CPU times: user 992 µs, sys: 15 µs, total: 1.01 ms
Wall time: 1.25 ms


tensor(14)

In [None]:
%%time
torch.matmul(tensor, tensor)

CPU times: user 33 µs, sys: 5 µs, total: 38 µs
Wall time: 40.8 µs


tensor(14)

#### One of the most common errors in deep learning (shape errors)

Because much of deep learning is multiplying and performing operations on matrices and matrices have a strict rule about what shapes and sizes can be combined, one of the most common errors you'll run into in deep learning is shape mismatches.

We can make matrix multiplication work between tensor_A and tensor_B by making their inner dimensions match.

One of the ways to do this is with a transpose (switch the dimensions of a given tensor).

You can perform transposes in PyTorch using either:

torch.transpose(input, dim0, dim1) - where input is the desired tensor to transpose and dim0 and dim1 are the dimensions to be swapped.
tensor.T - where tensor is the desired tensor to transpose.

In [None]:
tensor_A = torch.tensor([[1, 2],
                         [3, 4],
                         [5, 6]], dtype=torch.float32)
tensor_B = torch.tensor([[7, 10],
                         [8, 11],
                         [9, 12]], dtype=torch.float32)

torch.mm(tensor_A, tensor_B)
# error - size unmatched.

RuntimeError: mat1 and mat2 shapes cannot be multiplied (3x2 and 3x2)

one way to fix this is to use the transpose.

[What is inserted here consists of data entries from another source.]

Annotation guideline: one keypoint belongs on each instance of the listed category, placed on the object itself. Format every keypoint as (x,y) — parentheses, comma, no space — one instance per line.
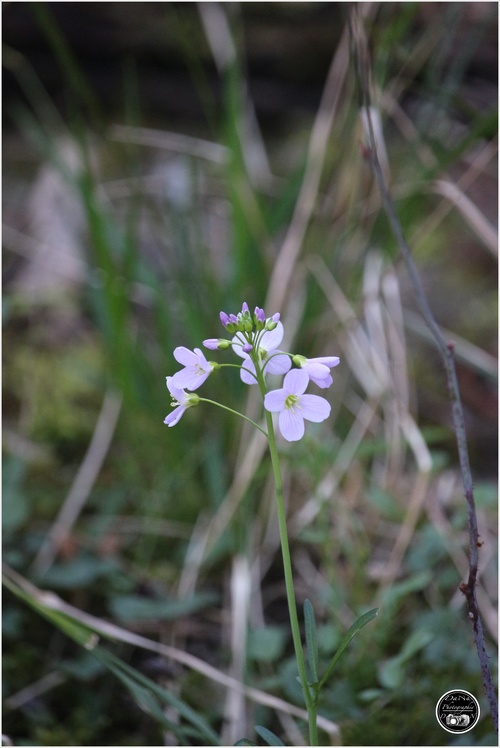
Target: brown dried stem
(445,348)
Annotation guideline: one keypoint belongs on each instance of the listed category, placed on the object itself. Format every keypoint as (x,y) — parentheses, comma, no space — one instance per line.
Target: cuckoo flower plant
(256,340)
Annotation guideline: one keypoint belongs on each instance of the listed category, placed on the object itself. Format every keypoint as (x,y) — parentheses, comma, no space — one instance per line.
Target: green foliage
(168,239)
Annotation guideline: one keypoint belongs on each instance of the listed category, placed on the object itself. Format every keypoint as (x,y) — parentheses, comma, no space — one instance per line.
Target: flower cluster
(256,339)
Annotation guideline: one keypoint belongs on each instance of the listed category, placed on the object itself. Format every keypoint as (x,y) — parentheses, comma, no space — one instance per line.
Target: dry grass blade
(116,633)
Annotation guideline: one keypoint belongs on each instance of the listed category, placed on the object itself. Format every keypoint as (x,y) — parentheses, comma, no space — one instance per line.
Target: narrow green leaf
(268,736)
(311,640)
(356,626)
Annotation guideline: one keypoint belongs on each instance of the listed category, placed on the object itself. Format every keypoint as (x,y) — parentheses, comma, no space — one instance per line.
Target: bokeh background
(164,161)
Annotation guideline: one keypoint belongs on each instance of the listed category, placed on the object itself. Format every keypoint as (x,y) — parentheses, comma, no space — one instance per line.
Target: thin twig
(446,349)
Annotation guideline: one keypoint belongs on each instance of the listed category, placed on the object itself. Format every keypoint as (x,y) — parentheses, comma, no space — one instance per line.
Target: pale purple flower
(183,400)
(196,368)
(211,343)
(318,369)
(271,359)
(294,406)
(259,315)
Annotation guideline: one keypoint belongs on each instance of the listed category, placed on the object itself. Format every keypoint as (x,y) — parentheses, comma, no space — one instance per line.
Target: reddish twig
(446,349)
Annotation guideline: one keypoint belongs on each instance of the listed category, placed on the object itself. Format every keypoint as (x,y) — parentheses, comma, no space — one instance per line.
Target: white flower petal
(291,425)
(185,357)
(296,381)
(278,364)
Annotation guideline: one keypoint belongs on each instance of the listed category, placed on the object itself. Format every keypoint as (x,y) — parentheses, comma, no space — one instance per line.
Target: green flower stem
(235,412)
(310,699)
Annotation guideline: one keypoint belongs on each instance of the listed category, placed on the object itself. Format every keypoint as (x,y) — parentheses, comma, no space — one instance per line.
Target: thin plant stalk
(311,703)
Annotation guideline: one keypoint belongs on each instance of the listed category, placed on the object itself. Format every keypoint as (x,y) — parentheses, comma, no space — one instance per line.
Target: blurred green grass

*  torch.transpose(input, dim0, dim1) - where input is the desired tensor to transpose and dim0 and dim1 are the dimensions to be swapped.
*   tensor.T - where tensor is the desired tensor to transpose.



In [None]:
tensor_BT = torch.transpose(tensor_B, 0, 1)

print(torch.mm(tensor_A, tensor_BT))


tensor([[ 27.,  30.,  33.],
        [ 61.,  68.,  75.],
        [ 95., 106., 117.]])


In [None]:
tensor_B.T,tensor_B.T.shape # the same element being re-arranged

print(f"Original shapes: tensor_A = {tensor_A.shape}, tensor_B = {tensor_B.shape}")
print(f"New shapes: tensor_A = {tensor_A.shape} (same as above), tensor_B.T = {tensor_B.T.shape}")
print(f"Multiplying: {tensor_A.shape} * {tensor_B.T.shape} <- inner dimensions match")
print("Output:\n")
output = torch.mm(tensor_A, tensor_B.T)
print(output)
print(f"\nOutput shape: {output.shape}")


Original shapes: tensor_A = torch.Size([3, 2]), tensor_B = torch.Size([3, 2])
New shapes: tensor_A = torch.Size([3, 2]) (same as above), tensor_B.T = torch.Size([2, 3])
Multiplying: torch.Size([3, 2]) * torch.Size([2, 3]) <- inner dimensions match
Output:

tensor([[ 27.,  30.,  33.],
        [ 61.,  68.,  75.],
        [ 95., 106., 117.]])

Output shape: torch.Size([3, 3])


#### The torch.nn.Linear() module

The torch.nn.Linear() module (we'll see this in action later on), also known as a feed-forward layer or fully connected layer, implements a matrix multiplication between an input x and a weights matrix A.

y = x*A_t + b

x is the input to the layer (deep learning is a stack of layers like torch.nn.Linear() and others on top of each other).
A is the weights matrix created by the layer, this starts out as random numbers that get adjusted as a neural network learns to better represent patterns in the data (notice the "T", that's because the weights matrix gets transposed).
Note: You might also often see W or another letter like X used to showcase the weights matrix.
b is the bias term used to slightly offset the weights and inputs.
y is the output (a manipulation of the input in the hopes to discover patterns in it).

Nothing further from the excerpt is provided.